May 19, 2021
May 19, 2021
In February I wrote a blog about the book co-authored by the World Parliament of Religions and the United Nations Environment Programme entitled Faith for Earth: A Call for Action. The authors intent for the book was to raise an awareness of the importance of a moral voice to enter the movement for climate justice.
Since that time the Catholic Bishops (USCCB) in collaboration with Catholic Climate Covenant and the Catholic Association of Diocesan Ecumenical and Interreligious Officers have published the Ecumenical and Interreligious Guidebook: Care for Our Common Home also asserting the integral role that faith has to play in care for creation. This book, available for free download at https://www.usccb.org/resources/care-our-common-home, discusses environmental issues and major themes of Catholic Social Teaching, provides examples of hands-on projects, models of dialogue for adult faith formation gatherings, topics for ecumenical and/or interreligious dialogue on creation care, homily helps and suggestions for prayer and meditation.
At the local level in Cincinnati, the Green Umbrella, an alliance of the multiple environmental groups in the tri-state area, has initiated an impact team entitled “Faith Communities Go Green” (FCGG). Although Green Umbrella is not associated with any religious tradition, the board and directors recognize what a significant role faith communities can play in environmental sustainability. This impact team seeks to partner with religious communities to create a more sustainable and equitable future for all by mobilizing their moral voice to reduce the risk of catastrophic climate change and working with religious communities in collaborating to integrate care for creation in their lives and society.
The FCGG impact team has three working groups:
• The Advocacy Working Group which provides timely information on emerging policy and legislation, information on how people can inform themselves at greater depth, and policy makers’ contact information, for faith communities to use as they will. They also model faithful stewardship of the planet by encouraging congregations and faith-based endowments to divest in fossil fuels.
• The Education/Lifestyles Working Group which aims to inspire the diverse faith communities within the Greater Cincinnati area to reduce their carbon footprint by recognizing the moral and spiritual value of creation care and by making sustainable lifestyle choices an integral part of the educational and liturgical life of their faith communities, and
• The Facilities Working Group which works with houses of worship and religious institutions in the Greater Cincinnati area to reduce their environmental impact by lowering their carbon footprint through implementation of actions described in a Facilities Toolkit.
• The Education/Lifestyles Working Group is currently taking a survey of all houses of worship in the area to determine what congregations are already doing to address climate change; to see what more information and/or help is needed; and to see what individual congregations might have to offer to others. Be sure your faith community fills out the survey.

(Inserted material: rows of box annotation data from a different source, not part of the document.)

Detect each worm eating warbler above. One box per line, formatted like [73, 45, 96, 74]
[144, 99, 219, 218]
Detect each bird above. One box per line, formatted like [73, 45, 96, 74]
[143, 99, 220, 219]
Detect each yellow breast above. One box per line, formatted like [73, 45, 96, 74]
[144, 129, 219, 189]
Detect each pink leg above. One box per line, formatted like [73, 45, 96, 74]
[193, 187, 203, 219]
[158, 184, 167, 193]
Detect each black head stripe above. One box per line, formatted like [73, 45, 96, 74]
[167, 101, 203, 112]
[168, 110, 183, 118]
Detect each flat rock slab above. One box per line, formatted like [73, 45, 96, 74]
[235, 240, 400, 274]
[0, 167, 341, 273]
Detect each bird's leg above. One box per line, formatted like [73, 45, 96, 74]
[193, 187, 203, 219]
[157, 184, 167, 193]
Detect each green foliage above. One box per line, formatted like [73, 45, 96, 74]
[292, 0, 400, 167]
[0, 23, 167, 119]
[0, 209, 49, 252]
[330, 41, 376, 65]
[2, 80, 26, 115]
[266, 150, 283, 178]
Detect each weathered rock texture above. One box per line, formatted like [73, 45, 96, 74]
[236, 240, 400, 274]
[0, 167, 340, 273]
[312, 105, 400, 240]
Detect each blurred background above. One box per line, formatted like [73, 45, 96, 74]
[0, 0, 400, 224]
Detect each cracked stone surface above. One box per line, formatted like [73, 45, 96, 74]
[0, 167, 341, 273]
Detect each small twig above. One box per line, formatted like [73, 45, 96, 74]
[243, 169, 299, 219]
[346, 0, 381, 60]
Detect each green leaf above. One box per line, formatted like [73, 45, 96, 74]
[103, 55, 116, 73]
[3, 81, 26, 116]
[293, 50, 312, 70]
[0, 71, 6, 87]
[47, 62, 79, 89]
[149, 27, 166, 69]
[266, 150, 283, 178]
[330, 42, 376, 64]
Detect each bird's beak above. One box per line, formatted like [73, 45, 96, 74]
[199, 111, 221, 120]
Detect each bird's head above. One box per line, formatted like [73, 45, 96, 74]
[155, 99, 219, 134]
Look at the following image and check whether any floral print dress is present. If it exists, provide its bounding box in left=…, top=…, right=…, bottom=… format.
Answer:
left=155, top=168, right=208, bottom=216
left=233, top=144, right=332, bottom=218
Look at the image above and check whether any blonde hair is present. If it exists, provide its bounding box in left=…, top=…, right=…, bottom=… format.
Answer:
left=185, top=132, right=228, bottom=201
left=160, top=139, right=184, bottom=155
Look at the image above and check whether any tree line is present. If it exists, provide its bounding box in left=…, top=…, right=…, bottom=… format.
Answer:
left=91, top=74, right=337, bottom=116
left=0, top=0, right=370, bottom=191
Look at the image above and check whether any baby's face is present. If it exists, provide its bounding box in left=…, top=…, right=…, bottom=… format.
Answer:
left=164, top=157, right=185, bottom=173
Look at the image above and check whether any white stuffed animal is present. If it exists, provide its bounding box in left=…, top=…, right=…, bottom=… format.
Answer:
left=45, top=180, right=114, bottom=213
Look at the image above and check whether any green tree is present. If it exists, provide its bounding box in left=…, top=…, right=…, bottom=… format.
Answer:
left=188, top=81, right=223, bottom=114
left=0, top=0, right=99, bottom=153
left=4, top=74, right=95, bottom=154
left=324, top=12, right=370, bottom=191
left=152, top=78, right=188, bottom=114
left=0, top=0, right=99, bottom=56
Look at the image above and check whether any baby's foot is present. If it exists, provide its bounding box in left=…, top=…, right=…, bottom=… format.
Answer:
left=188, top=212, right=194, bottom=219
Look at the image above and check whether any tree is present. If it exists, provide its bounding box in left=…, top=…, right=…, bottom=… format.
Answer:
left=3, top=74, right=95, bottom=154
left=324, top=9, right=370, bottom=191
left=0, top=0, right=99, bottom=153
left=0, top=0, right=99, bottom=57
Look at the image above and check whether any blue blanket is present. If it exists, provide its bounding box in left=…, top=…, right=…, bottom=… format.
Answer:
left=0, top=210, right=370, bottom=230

It will be sent out to congregational leaders, but you can also find it on our website at www.greenumbrella.org/faith.
If you are interested in becoming more active yourself, think about joining a committee. New committee members are always welcome. You can do this by going to the website listed above and clicking on the group leader for the group in which you are interested.
A recent article by the Comox Valley Climate Change Network provided an excellent overview of why the faith voice is so important in addressing climate change. It lists the following:
• For many people climate change is something they cannot see. Faith groups believe in a reality they cannot see.

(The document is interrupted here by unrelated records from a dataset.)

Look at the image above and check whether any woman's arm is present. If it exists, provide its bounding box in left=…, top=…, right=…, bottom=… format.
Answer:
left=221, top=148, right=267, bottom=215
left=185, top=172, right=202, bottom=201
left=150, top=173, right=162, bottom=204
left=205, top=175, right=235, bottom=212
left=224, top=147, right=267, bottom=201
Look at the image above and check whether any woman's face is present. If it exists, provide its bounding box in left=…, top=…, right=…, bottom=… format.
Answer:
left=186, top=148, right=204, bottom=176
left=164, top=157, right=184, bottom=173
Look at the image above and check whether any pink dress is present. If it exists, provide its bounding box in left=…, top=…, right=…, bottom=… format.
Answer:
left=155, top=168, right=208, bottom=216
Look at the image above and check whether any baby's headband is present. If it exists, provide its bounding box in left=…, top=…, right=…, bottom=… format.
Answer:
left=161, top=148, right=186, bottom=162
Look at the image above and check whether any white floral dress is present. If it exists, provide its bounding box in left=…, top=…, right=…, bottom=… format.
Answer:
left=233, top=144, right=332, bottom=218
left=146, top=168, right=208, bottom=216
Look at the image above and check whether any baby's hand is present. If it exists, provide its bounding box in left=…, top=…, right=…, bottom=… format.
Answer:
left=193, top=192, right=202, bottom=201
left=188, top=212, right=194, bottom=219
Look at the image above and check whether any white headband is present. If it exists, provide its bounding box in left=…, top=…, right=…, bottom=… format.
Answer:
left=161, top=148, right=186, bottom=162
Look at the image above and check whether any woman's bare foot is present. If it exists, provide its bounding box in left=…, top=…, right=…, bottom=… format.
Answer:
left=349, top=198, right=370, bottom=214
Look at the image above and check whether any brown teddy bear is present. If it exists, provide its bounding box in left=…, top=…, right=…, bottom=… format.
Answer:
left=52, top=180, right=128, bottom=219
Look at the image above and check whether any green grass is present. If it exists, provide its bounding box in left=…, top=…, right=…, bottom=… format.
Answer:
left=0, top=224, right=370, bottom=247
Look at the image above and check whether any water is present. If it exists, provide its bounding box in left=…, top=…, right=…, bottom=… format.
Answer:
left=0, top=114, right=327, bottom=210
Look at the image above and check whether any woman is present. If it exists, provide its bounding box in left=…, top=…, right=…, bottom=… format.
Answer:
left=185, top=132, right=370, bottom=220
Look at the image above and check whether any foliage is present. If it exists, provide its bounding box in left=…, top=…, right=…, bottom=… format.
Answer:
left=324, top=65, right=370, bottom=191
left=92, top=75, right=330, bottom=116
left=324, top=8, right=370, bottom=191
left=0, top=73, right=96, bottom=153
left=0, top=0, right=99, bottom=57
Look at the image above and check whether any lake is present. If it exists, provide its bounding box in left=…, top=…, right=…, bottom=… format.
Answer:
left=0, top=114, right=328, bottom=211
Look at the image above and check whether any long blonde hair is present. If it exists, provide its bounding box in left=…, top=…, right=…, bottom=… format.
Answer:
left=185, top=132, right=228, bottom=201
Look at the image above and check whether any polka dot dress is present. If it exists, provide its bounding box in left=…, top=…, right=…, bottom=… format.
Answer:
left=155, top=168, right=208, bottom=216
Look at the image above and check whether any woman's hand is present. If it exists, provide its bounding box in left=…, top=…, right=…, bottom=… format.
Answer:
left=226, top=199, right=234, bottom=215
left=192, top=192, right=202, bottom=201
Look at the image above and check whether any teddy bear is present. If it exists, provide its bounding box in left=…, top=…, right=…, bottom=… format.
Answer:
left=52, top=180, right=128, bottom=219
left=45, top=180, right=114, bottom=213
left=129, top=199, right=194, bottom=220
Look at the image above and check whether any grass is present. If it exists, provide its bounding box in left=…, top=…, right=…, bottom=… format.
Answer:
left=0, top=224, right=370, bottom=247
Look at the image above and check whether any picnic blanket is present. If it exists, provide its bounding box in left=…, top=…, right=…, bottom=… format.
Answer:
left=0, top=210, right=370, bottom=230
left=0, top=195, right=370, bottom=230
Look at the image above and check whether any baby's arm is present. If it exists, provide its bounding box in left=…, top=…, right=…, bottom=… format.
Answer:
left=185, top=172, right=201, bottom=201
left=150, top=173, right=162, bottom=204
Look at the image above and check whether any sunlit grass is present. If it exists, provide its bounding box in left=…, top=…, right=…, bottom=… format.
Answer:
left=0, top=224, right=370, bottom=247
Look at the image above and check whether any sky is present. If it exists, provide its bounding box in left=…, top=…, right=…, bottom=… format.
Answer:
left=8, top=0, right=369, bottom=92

• Those who decide to deal with climate change often report having a personal revelation or awareness. Faith group members are used to the idea of having personal revelations.
• A willingness to deal with climate change requires a sort of personal conversion or transition that brings a new awareness and a commitment. Faith groups are built around conversion and commitment.

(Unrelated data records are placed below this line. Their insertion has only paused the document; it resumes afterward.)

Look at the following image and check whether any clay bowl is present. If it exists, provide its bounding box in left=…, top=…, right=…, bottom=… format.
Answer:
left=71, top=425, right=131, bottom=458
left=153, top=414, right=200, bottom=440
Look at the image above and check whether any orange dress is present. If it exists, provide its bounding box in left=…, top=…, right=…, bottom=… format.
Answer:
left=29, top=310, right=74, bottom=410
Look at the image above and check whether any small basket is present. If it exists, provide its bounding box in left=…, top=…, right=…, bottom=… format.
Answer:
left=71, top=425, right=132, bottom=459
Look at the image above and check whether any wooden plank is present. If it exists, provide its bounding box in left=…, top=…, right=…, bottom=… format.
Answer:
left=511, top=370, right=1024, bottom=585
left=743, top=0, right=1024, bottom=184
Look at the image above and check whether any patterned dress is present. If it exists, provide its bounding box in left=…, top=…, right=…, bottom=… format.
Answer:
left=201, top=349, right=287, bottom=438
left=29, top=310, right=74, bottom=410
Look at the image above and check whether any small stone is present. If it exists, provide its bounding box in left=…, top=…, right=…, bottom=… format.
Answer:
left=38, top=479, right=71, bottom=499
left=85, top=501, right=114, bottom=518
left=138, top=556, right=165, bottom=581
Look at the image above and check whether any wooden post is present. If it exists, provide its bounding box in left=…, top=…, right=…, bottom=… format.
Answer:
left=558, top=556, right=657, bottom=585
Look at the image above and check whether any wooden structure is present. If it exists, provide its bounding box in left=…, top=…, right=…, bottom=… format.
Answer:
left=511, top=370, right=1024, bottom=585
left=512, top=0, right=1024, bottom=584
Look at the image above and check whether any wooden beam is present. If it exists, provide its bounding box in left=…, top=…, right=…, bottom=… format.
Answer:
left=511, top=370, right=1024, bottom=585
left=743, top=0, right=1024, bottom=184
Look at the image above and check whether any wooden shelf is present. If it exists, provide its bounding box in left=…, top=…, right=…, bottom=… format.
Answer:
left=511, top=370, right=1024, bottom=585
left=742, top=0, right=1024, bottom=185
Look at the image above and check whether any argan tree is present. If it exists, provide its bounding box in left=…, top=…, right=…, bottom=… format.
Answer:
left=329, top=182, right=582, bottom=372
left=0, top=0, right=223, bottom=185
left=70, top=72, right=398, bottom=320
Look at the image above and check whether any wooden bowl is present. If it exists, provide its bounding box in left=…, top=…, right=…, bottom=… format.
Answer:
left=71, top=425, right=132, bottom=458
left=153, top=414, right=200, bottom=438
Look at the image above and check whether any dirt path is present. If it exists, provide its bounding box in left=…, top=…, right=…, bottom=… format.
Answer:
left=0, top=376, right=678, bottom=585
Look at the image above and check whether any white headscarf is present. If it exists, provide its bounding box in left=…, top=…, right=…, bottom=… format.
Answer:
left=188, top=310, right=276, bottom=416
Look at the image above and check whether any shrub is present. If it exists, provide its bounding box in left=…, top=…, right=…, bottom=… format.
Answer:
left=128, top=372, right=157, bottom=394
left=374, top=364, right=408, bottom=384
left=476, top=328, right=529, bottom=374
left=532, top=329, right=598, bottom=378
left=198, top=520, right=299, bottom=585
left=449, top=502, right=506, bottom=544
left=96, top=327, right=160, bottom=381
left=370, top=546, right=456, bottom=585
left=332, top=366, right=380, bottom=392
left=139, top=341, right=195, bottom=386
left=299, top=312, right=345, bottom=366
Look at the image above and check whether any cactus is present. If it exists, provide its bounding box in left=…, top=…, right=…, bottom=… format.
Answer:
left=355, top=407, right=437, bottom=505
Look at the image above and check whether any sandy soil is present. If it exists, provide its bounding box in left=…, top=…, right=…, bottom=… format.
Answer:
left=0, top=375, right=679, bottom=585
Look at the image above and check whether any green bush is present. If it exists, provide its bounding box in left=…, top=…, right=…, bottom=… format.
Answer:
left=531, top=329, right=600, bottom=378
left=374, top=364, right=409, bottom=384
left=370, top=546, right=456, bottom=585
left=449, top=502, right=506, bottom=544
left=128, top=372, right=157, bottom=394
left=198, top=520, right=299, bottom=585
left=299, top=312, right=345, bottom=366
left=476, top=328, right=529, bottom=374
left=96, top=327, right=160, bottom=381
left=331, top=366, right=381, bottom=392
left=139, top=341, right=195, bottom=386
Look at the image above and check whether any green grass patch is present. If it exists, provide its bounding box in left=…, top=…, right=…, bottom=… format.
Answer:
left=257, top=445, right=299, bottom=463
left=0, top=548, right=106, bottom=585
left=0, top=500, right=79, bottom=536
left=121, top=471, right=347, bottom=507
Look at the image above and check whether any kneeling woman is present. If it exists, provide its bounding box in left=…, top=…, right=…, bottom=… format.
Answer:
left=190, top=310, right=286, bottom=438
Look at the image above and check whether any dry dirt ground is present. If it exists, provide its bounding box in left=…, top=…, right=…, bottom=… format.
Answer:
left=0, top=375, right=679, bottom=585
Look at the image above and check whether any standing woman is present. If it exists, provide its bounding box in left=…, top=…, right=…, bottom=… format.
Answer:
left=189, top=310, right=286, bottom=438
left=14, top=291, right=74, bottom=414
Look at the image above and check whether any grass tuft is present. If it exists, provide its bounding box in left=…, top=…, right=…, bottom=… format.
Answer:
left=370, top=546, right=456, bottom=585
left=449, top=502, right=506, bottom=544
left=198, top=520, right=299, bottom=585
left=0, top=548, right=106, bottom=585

• Climate change involvement requires recruiting large numbers of citizens to the cause. Faith groups are experienced in recruiting people to a cause.
• Climate change has significant moral and ethical implications affecting the poor countries and individuals everywhere living in poverty. Faith groups have strong moral and ethical values and have had a long history of concern for the poor.
• Climate change requires individuals who are willing to witness to their beliefs, often in the face of hostility and ridicule. Faith groups expect their members to witness to their beliefs. (The word “witness” comes from the Latin “martyr” meaning martyr.)
• The battle against climate change often requires civil disobedience. Many faith groups have a history of civil disobedience.
• Climate Change involvement acknowledges that we are all responsible for the problem and the need for forgiveness and compassion for our failings. Faith groups believe in forgiveness and compassion.
(The entire article from which the above is taken can be found at:
Faith communities can play a crucial role in addressing climate change. The moral voice of multiple faith communities coming together around issues of climate justice can be the tipping point that is needed to bring about the changes needed for the common good of all humanity.